Trip to Kalico Beach Club

On January 24th , 2014 the students in our program at the St. Charles Borromeo school in Croix-des-Bouquets, Haiti took a class trip to the Kalico Beach Club in Arcade, Haiti. Robert Amir Berry made a phone call and arranged to have our children visit the pool at the beach club free of charge and after some planning from Sister Gloria and funding from Enabling Minds, we chartered a bus and went!

At 7:30AM we loaded up the bulky white bus with food, drinks and snacks, and 21 animated students, many of whom brought along a parent as a chaperone. Amanda, Amir and Tarik from Enabling Minds joined the students, most of whom had never to a pool or had gone swimming before.

During the bus ride to the resort we sang some of the songs the students learned in their class, ate snacks, and enjoyed the sights of the countryside and the warm fresh air that gently drifted in through the open windows. When we arrived at the beach club, our students curiously descended down the long driveway that lead to the retreat. The bright blue pool that awaited us was framed with comfortable lounge chairs, and was partially shaded by tall palm trees. In the background, cheerful contemporary Haitian music played.

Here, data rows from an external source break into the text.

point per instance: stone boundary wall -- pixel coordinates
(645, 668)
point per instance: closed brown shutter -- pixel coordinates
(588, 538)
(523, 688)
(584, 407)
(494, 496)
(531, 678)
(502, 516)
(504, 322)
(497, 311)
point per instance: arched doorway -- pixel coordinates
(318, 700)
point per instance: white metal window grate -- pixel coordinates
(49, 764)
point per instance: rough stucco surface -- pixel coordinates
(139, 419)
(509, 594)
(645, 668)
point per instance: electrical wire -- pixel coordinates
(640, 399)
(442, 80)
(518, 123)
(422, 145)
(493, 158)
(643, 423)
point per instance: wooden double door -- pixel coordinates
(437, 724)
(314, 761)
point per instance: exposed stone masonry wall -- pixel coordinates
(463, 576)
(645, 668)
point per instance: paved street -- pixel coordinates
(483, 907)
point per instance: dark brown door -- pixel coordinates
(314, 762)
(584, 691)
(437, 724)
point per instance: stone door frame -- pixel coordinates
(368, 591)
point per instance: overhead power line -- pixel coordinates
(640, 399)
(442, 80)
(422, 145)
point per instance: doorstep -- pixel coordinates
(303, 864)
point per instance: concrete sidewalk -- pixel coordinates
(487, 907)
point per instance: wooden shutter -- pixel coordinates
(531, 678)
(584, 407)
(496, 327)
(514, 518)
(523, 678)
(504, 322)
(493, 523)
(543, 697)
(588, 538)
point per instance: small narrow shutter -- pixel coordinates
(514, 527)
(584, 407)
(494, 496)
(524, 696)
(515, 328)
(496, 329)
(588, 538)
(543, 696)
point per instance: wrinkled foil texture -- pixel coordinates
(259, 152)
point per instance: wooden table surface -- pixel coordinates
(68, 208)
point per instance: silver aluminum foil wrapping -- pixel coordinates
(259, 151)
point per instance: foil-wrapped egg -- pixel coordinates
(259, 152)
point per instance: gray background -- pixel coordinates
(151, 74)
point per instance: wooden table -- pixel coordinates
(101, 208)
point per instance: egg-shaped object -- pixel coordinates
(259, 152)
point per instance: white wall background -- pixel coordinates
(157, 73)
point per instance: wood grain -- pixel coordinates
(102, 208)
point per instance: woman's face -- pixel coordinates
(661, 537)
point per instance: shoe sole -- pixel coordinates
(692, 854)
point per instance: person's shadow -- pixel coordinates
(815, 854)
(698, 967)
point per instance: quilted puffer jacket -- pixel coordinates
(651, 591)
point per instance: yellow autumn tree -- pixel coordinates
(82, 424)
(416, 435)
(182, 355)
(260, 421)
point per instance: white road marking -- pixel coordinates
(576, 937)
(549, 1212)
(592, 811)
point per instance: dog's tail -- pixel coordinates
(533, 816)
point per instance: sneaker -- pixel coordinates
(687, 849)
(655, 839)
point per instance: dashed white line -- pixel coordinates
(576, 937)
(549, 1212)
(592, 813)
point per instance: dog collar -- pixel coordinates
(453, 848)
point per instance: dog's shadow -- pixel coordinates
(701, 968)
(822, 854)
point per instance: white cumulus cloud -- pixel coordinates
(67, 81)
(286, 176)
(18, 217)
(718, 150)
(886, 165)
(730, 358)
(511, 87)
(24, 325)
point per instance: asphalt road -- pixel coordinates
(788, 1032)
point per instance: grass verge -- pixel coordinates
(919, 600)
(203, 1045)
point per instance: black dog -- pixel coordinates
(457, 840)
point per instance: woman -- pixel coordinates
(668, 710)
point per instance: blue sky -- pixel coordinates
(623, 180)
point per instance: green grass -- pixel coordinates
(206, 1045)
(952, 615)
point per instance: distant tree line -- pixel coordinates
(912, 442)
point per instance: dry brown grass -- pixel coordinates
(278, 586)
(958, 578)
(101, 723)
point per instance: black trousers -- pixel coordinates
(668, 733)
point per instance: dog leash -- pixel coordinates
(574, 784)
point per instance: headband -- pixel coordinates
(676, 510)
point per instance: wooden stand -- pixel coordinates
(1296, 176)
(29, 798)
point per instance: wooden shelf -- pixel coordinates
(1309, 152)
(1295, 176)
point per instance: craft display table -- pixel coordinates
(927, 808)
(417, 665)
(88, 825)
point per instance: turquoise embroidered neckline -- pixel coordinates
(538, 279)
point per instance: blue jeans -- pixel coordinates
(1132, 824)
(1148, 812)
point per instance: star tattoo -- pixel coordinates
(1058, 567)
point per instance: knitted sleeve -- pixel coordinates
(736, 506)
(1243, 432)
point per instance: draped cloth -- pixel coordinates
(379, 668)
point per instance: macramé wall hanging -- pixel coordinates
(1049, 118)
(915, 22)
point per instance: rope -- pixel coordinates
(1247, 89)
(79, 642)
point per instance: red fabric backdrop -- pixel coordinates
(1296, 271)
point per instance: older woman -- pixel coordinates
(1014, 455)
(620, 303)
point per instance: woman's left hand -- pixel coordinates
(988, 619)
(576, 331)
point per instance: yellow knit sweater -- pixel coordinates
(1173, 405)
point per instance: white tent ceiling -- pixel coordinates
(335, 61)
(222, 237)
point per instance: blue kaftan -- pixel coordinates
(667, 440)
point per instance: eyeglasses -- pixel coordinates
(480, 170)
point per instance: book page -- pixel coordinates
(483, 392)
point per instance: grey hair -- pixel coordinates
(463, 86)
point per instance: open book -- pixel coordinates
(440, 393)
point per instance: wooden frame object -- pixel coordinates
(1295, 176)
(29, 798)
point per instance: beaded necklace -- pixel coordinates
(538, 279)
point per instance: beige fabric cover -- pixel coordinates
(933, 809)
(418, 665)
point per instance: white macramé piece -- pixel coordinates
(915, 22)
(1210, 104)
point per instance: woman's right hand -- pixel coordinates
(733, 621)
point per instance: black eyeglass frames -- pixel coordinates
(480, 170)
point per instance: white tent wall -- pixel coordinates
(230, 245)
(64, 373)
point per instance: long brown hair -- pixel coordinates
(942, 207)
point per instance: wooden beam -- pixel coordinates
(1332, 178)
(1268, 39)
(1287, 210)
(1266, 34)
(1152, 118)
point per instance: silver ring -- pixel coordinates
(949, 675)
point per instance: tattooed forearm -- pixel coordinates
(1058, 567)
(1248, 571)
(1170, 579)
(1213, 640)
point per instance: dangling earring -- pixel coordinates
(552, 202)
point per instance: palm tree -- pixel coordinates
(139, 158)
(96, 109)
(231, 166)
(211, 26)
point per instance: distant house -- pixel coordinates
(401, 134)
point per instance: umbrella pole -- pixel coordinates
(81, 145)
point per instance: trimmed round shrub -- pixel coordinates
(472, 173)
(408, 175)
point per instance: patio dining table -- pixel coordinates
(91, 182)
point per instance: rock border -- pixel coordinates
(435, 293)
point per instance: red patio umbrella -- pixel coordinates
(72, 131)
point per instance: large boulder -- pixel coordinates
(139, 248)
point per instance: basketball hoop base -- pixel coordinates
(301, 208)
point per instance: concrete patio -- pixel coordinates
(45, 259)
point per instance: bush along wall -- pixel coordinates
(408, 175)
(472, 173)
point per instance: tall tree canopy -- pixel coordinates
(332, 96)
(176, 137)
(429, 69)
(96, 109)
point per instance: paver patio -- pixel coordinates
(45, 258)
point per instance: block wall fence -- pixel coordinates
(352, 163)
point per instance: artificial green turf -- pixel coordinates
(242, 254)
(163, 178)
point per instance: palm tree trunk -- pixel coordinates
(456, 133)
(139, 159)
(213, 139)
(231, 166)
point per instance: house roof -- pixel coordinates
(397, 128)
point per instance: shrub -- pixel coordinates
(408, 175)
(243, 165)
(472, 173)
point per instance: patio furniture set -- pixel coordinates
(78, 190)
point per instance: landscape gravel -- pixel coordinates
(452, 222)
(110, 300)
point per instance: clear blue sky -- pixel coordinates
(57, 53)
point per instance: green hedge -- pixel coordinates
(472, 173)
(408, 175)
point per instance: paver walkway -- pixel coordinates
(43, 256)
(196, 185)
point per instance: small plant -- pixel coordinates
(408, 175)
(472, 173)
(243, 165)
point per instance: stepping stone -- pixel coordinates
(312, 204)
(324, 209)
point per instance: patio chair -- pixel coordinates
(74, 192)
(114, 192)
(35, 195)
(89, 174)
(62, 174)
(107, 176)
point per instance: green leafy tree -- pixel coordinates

The students enjoyed their day off by wading in the pool, playing in the water, catching horseback rides on the shoulders of the volunteers and staff, and lounging in the shade. In the afternoon our group enjoyed a picnic lunch which including rice, stewed chicken, and orange Tang. As the day came to a close, we headed back to Croix-des-Bouquets. Patrick, the music/dance teacher, played his drum

and lead us in song, while Gerline displayed her musical prowess on the whistle. It was a

great day filled with smiles, laughter, and happiness!

 

Our Thriving Students: January 2014

From January 19-25th 2014 Enabling Minds visited our students with developmental disabilities at the St. Charles Borromeo school in Croix-des-Bouquets. Tarik, Amanda, and Amir saw first-hand how well the children in our program were doing, most of whom were going to school for the very first time in their lives. Our team spoke with parents, administration and staff, and even the one of the local directors from the Food from the Poor orphanage where four of the students in our program live. From the stories we heard, the children’s lives have been transformed for the better: many have had a decrease in problematic behaviors and anxiety at home, and they are becoming more independent and self-confident in their personal lives. To our team the children seemed happy, relaxed, and to be very much enjoying the experience of going to school. Another significant finding was that the children accept and are being accepted by their schoolmates. Sister Gloria reports that they are excited to have this project and that these children have been a blessing to the St. Charles Borromeo School.

A Desire To Help

“Special Olympics Haiti is really thankful to Tarik Khan, a nurse practitioner who used to coach Special Olympics athletes in The U.S.A. . With the desire to help the many children that live with intellectual disabilities, he will start a class for teaching them. Special Olympics Haiti retains this from Tarik: “My passion for people with intellectual disabilities began in high school with the Special Olympics Spring Games in Philadelphia. I worked with the athletes who were involved in the motor activity training program (MATP). When I was in nursing school, I continued with Special Olympics Philadelphia, and I became an assistant swimming coach for several years in Montgomery County, PA. In graduate school at La Salle University, I focused my studies on the health care needs of populations with intellectual disabilities. When I was handed my degree on the day I graduated La Salle University, I told Dr. Tim Shriver, Chairman and CEO of Special Olympics that I was a coach, and how much I appreciated all of his work with the intellectually disabled community around the world.”